Il s'est passé quelque chose d'assez étonnant en politique belge le week-end dernier. Le vice-premier ministre fédéral Didier Reynders a réussi, aux élections de 2007, pour la première fois depuis l'instauration du suffrage universel en Belgique, à dépasser en voix le Parti socialiste en Wallonie. Avec son parti , le MR (héritier des libéraux de jadis), qu'il préside. La prépondérance socialiste en Wallonie s'explique par le caractère profondément industriel et ouvrier de la Wallonie. Le 21 février dernier, Reynders fait accepter par ses troupes parlementaires l'entrée au parti de Rudy Aernoudt, populiste flamand très néolibéral, à la limite du populisme le plus trouble (et le plus simpliste, même si Aernoudt semble intelligent). Il compte sur sa popularité pour élargir sa victoire sur les socialistes wallons aux prochaines élections régionales en Wallonie (Aernoudt les attaque quotidiennement).

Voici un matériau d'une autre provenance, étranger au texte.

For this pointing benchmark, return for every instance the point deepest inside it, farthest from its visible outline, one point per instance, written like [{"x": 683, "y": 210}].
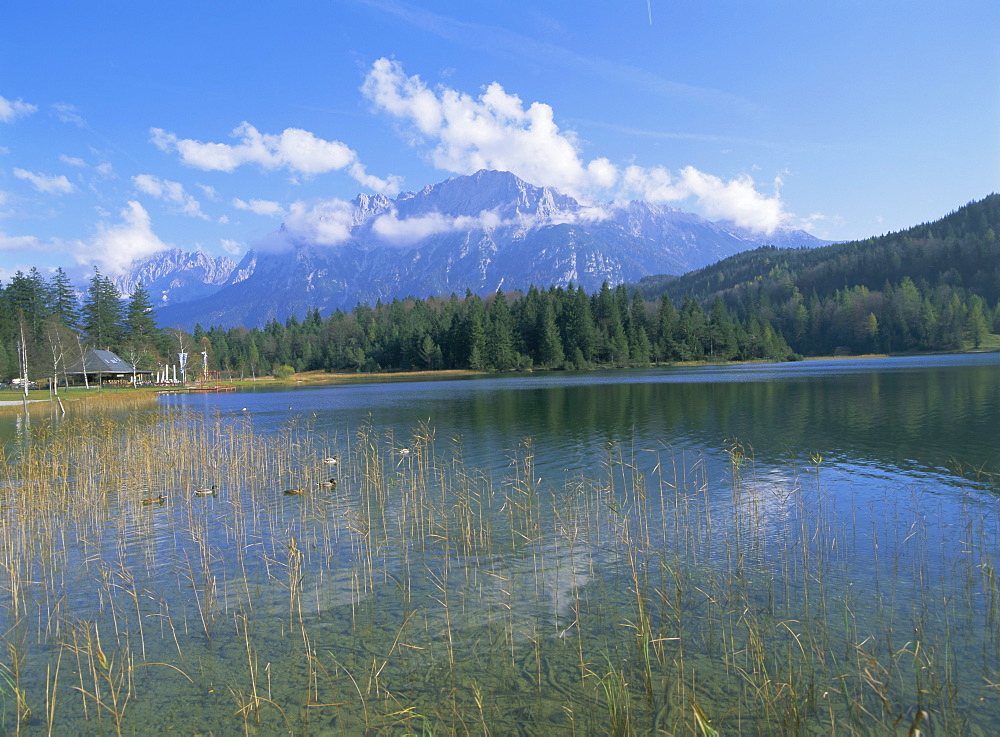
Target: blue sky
[{"x": 129, "y": 127}]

Le 23 février, le président du FDF, parti de défense des francophones implanté exclusivement à Bruxelles, menace alors de quitter le MR, notamment parce qu'Aernoudt refuse l'une des marottes du FDF (son fonds de commerce électoral), soit l'élargissement de la région de Bruxelles aux communes de fait francophones de la périphérie bruxelloise, mais intégrées en Flandre. Ce que, personnellement, je ne considère pas comme un enjeu wallon véritable, ni bruxellois, ni francophone.
La force du FDF
Le MR, aux dernières élections législatives a emporté 17 sièges en Wallonie et 6 à Bruxelles dont un seulement peut être considéré comme FDF. Mais ce parti, qui a gardé sa pleine autonomie au sein du MR depuis qu'il l'a rejoint en 1993, est fortement implanté régionalement à Bruxelles. Il participe à 13 majorités sur les 19 communes bruxelloises. Cinq des 19 bourgmestres de ces communes sont FDF (les plus riches et parfois les plus peuplées). Sur les 72 sièges francophones du Parlement bruxellois, le MR en occupe 24 dont 8 FDF. Enfin, un ministre fédéral est FDF dans le cadre de la coalition du MR avec le PS, le CDH, et des partis flamands au gouvernement fédéral belge. En termes de rapport de force, on voit bien que le FDF, même limité à Bruxelles, est une machine politique si puissante qu'il pouvait faire perdre bien des sièges et des voix à Bruxelles au MR. Un MR qui ne suit pas nécessairement le FDF dans son radicalisme linguistique antiflamand, mais qui vient de se faire durement contrer. A un tel point que ce camouflet important risque de briser le rêve de Didier Reynders de supplanter les socialistes en Wallonie.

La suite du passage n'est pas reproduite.